Addressing the Financial Entanglements Between the City of Chicago and Chicago Public Schools

June 08, 2023

With the upcoming implementation of an elected school board to oversee Chicago Public Schools, the governance of CPS will be separated from the City of Chicago. The 21-member elected school board, set to replace the existing seven-member board appointed by the Chicago mayor, will be phased in beginning in 2025, with the fully elected board in place beginning in 2027. The separation raises questions about the ongoing financial responsibility of the City to the school district and whether partnerships between the two agencies will continue. Before the elected school board takes office, there are two key questions that still need to be answered: 

  1. How much financial responsibility should the City of Chicago have to CPS once the school district governance becomes fully independent?
  2. How will Chicago Public Schools deal with the looming budget deficit of $628 million projected to begin in FY2026?

Public Act 102-0691 required the Chicago Board of Education to commission an independent review of the district's finances and entanglements with the City of Chicago by October 31, 2022. The legislation also requires the State Board of Education to make recommendations on the Chicago Board of Education's ability to operate with the financial resources available to CPS as an independent unit of local government, based on the review of financial entanglements. The recommendations are due to the State legislature July 1, 2023.

Historically, the Chicago Public Schools and the City of Chicago have had a close financial relationship, partly established in state statute and partly through intergovernmental agreements. As a result, the City provides the school district with significant annual subsidies. This is a situation unique to Chicago. No other Illinois municipalities have a financial responsibility to their school systems. Rather, each unit of local government is fully responsible for its own financial obligations. With Chicago Public Schools set to become a fully independent government, it is not clear that the City would or should be obligated to fund CPS pension, debt and other related costs. 

An analysis of entanglements between the City of Chicago and Chicago Public Schools released in October 2022 lays out in detail each of the financial entanglements that need to be resolved. Based on the information in the report, the City provides CPS with approximately $383 million in financial benefits, either through direct appropriations or reduced payments in FY2023. These include:

  • $142.3 million in payments from the City to CPS from a property tax levy that the City levies on CPS’ behalf to pay for the debt service on bonds used to support capital improvements in schools. This agreement exists per an intergovernmental agreement that runs until the end of calendar year 2031.
  • $97.7 million in pension contributions made by the City on behalf of CPS employees and retirees who are members of the Chicago Municipal Employees Annuity and Benefit Fund (MEABF). The full cost of the CPS portion of the MEABF contribution to the pension fund is $272.7 million, of which CPS is covering $175 million in FY2023. Previously the City covered the full cost of the pension contributions, but CPS began reimbursing the City in FY2021 beginning with a payment of $60 million, which increased to $100 million in FY2022 and $175 million in FY2023.
  • $97 million in Tax Increment Financing (TIF) Surplus revenue, which is distributed pursuant to State law.
  • Other capital funding intergovernmental agreements, including $7.9 million in Modern Schools Bonds, which are financed through Tax Increment Financing.
  • $27 million in free or reduced CTA fares for students.
  • $11 million in user fee waivers. Pursuant to City ordinance, the City waives the water and sewer bills for CPS properties used by CPS (estimated to total a value of $10 million), as well as a number of other permitting fees such as driveway permitting, building inspections, vacant building registration and sprinkler inspections (estimated to total a value of $1 million).

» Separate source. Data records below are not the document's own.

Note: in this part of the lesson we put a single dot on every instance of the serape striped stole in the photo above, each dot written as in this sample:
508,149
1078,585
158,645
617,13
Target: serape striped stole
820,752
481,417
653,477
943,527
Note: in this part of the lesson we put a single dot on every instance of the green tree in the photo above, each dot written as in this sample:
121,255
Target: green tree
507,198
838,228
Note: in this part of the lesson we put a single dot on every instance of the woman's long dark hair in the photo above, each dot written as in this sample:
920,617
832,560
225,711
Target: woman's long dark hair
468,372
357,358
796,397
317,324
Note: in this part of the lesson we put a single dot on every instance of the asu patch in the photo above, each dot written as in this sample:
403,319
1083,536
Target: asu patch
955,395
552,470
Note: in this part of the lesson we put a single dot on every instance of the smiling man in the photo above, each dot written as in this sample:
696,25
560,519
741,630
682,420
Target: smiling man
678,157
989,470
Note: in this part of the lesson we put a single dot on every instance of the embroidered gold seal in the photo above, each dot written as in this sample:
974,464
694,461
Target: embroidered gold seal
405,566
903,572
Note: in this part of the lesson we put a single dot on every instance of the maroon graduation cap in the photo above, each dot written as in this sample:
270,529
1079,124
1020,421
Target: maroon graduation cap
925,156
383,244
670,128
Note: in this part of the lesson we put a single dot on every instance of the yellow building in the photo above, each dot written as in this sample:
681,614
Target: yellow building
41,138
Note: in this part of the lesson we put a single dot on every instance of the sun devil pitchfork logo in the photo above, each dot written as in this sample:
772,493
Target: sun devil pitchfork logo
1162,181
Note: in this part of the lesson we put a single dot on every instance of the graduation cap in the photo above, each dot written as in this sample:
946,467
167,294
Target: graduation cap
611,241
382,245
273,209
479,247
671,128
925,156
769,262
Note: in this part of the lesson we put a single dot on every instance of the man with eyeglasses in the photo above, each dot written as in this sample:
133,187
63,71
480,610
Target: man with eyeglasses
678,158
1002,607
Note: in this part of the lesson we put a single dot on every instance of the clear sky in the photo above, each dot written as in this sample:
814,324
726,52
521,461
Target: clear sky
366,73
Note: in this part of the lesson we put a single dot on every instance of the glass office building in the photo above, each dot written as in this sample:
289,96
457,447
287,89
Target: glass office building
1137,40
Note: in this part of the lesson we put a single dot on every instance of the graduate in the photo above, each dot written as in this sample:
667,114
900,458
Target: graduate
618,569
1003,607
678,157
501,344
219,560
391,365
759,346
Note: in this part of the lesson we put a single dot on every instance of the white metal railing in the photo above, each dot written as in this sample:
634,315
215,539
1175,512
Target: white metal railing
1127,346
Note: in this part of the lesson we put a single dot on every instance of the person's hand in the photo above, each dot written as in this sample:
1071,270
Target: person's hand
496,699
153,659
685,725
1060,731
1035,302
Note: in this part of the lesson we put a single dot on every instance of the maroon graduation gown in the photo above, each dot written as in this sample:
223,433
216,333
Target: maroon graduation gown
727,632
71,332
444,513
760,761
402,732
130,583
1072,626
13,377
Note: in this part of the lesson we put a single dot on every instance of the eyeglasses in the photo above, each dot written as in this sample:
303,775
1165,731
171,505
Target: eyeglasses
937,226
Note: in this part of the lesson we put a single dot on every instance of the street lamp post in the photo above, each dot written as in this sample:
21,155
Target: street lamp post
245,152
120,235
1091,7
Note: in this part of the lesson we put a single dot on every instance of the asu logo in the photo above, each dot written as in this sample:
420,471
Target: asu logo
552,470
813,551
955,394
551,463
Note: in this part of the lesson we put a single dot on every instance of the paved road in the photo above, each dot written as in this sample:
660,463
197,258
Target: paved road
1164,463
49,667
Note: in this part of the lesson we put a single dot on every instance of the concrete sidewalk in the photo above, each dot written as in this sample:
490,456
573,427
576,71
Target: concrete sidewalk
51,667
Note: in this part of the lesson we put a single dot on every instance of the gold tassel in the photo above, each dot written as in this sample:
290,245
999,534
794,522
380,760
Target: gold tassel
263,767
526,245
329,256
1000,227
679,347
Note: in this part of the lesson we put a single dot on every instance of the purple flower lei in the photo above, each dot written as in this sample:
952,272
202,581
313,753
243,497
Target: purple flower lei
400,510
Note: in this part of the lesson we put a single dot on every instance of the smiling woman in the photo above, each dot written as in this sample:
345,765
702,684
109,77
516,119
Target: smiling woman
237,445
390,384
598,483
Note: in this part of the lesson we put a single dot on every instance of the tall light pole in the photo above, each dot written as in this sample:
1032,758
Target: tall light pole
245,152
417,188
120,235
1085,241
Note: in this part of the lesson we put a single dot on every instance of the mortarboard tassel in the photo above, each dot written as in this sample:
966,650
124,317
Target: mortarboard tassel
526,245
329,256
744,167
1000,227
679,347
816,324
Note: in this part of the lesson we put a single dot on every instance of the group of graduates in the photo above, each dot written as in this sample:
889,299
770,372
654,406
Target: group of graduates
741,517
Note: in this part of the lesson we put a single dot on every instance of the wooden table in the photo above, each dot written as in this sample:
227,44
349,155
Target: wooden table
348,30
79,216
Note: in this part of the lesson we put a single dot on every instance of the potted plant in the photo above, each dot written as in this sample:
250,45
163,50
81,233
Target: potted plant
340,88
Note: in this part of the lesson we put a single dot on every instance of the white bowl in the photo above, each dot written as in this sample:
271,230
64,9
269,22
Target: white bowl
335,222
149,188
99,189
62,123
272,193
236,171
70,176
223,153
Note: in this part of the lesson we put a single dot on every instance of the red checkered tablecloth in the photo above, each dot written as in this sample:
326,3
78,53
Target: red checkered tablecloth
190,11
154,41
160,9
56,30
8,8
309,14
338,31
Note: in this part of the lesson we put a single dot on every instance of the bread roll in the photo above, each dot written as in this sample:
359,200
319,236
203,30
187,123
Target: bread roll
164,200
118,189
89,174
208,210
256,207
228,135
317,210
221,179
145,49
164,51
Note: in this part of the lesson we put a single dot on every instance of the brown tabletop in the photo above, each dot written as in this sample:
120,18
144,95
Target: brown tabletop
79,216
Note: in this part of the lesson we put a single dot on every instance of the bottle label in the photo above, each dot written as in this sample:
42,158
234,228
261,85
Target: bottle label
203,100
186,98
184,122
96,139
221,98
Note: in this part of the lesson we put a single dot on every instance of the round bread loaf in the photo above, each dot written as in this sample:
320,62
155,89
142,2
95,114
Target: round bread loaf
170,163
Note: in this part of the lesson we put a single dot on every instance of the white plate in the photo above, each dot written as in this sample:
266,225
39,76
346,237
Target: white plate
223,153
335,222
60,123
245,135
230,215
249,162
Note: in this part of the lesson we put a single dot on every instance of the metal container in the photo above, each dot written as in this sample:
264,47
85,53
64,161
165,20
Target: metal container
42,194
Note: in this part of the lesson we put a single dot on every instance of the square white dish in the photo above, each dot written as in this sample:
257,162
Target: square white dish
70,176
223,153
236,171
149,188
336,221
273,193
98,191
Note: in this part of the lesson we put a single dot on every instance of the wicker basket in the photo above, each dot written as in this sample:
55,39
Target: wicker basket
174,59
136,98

In addition to these entanglements, the City and CPS have many other partnerships. The City provides some small grants to CPS for programming. CPS and the City collaborate on early childhood education: CPS pays $80.2 million annually to help fund preschool programs. CPS now takes on the full cost of school resource officers ($10.2 million in FY2023) and school crossing guards ($16.6 million).

In addition to addressing the entanglements, Chicago Public Schools desperately needs a long-term financial plan to address its unstable finances. The District relies on short-term borrowing each year to generate enough cash-flow throughout the year to pay for ongoing operations and personnel costs. The CPS budget currently also relies heavily on federal COVID-19 pandemic relief funding; 8.3% of the CPS budget is funded through federal ESSER funds in FY2023. This one-time federal funding is projected to run out in FY2025. Deficits are projected beginning in FY2026, with a deficit of $628 million estimated for FY2026, increasing to $733 million in FY2027 and $650 million in FY2028. Additionally, operating reserve levels remain below targets.

Because many of the District’s revenue sources are largely out of its control, legislation may be required to provide new or increased revenues if they are needed to keep up with rising costs. Given the District’s fragile financial condition, coupled with the potential for CPS to lose even more revenue as it becomes independent of the City of Chicago, the City must plan ahead for the inevitable fiscal cliff looming after federal COVID relief funds run out. 

The City of Chicago and the Board of Education will need to work together to develop a plan for how each of these entanglements will be handled in future years and develop a long-term financial plan that sets up the elected school board with clear guidance on the City’s financial responsibility to CPS after 2024.